"32 Deads Memorial" transcende le statut d’œuvre d’art pour devenir une charge incisive contre l’interconnexion fatale entre énergie, pouvoir et guerre. Ici, un objet ordinaire – une fontaine d’eau de bureau – est transformé en un artefact hybride, luxueux et dérangeant, qui questionne la mécanique invisible d’un monde où l’humanité est sacrifiée sur l’autel du pétrole et du capital.
La base, un cylindre doré, reflète autant l’environnement de la galerie que l’avidité de notre époque. Un robinet plaqué or surgit au centre, symbolisant une source pure mais trompeuse. Sur cette base repose une bonbonne en plastique transparent, dont le volume reproduit celui d’un baril de pétrole. À l’intérieur, ce n’est pas de l’eau, mais du sang. L’ensemble, posé sur un socle de marbre blanc, contraste la sophistication des matériaux avec la brutalité du message. Ce monument nous plonge dans une méditation sur la valeur de la vie humaine, la soif insatiable de pouvoir, et la banalisation du sacrifice.

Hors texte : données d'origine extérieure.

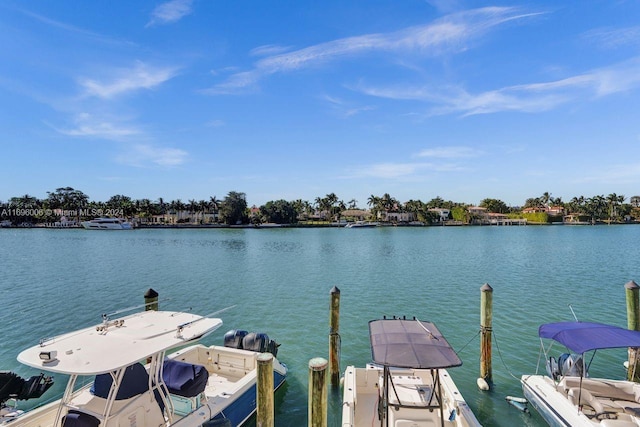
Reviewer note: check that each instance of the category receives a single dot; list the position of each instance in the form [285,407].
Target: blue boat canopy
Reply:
[405,343]
[580,337]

Le titre, "32 Deads Memorial", fait allusion à la tombe du soldat inconnu, mais ici, l’hommage n’est pas héroïque. Les 32 morts représentent l’homme anonyme, l’innocent broyé dans l’ombre par les logiques de guerre énergétique. La capacité de 160 litres de la bonbonne évoque une économie où chaque goutte de pétrole équivaut à des litres de sang versés. Cette guerre silencieuse, où l’exploitation du pétrole alimente les conflits et les inégalités, est une dénonciation directe du pétrodollar – cette monnaie abstraite qui régit nos relations économiques et politiques mondiales. Le pétrodollar n’est pas une simple monnaie, mais l’incarnation d’un pouvoir global. C’est un rouage clé de la géopolitique, un moteur invisible des guerres modernes.
C'est la dépendance toxique à l’énergie fossile qui est dénoncée, une dépendance qui enchaîne les nations et sacrifie les populations. L'allusion à la pensée de Pier Paolo Pasolini est équivoque; la modernité dissimule une violence systémique où l’énergie et l’argent façonnent des rapports de domination inextricables. Dans ce contexte, "32 Deads Memorial" agit comme une révélation : derrière chaque goutte de pétrole se cachent des vies brisées.
Le choix du plastique, matière jetable et omniprésente, renvoie au "septième continent" – ce vortex de déchets plastiques dans nos océans. Ce symbole amplifie le propos écologique et souligne le paradoxe de notre époque : une société qui consume avidement, jette sans remords, et engendre des ruines écologiques irréversibles. La bonbonne, jetable et déshumanisée, devient une métaphore de l’oubli : celui des vies sacrifiées, des guerres occultées, des ressources surexploitées.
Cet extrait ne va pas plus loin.